Improving Binomial Tree Option Pricing: Estimating Volatility via Linear Regression
DOI:
https://doi.org/10.61173/zp5ywx89Keywords:
Binomial Tree Option Pricing Model, Semi-parametric Model, Linear RegressionAbstract
The binomial tree option pricing model, proposed by Cox, Ross and Rubinstein, is widely used due to its intuitive discrete-time structure and flexibility in handling various option types. However, the traditional model often assumes constant volatility, which deviates from actual market conditions.
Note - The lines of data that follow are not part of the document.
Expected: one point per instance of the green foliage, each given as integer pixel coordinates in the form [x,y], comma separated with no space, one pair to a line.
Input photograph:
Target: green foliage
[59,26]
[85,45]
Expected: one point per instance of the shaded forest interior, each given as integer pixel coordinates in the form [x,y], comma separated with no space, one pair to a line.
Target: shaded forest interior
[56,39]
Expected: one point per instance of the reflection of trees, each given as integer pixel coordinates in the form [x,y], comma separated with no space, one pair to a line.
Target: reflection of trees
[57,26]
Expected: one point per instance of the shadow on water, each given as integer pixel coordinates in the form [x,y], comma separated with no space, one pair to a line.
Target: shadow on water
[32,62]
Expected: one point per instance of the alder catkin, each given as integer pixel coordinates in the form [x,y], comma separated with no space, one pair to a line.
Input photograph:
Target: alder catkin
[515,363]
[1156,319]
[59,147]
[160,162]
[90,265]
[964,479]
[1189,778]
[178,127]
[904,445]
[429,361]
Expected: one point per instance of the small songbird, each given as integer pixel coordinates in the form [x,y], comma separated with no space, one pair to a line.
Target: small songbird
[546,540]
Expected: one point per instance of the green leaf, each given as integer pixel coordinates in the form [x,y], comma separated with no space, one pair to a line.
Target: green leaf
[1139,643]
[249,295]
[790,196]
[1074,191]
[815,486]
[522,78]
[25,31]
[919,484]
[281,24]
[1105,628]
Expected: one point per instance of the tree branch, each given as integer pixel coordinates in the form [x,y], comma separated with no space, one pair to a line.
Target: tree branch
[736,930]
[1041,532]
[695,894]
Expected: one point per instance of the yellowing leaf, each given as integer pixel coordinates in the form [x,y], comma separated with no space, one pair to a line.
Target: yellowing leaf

This paper proposes an improvement to relax the constant volatility assumption. Specifically, the study first reviews the basic knowledge of the binomial tree model and transforms it into a semi-parametric model. Unlike traditional methods that assume constant volatility, the author employs linear regression to estimate volatility from real option market data. Under the risk-neutral pricing principle, the fitted volatility is embedded into each node of the binomial tree, allowing the model to reflect marketimplied volatility characteristics. Using SSE 50 ETF call option data as the sample, empirical analysis shows that the proposed semi-parametric model significantly reduces pricing errors compared to the traditional binomial tree model. These results indicate that incorporating market implied volatility through information regression enhances the practicality of the binomial tree model. Future research could extend this approach to more complex volatility structures or other types of options and underlying assets.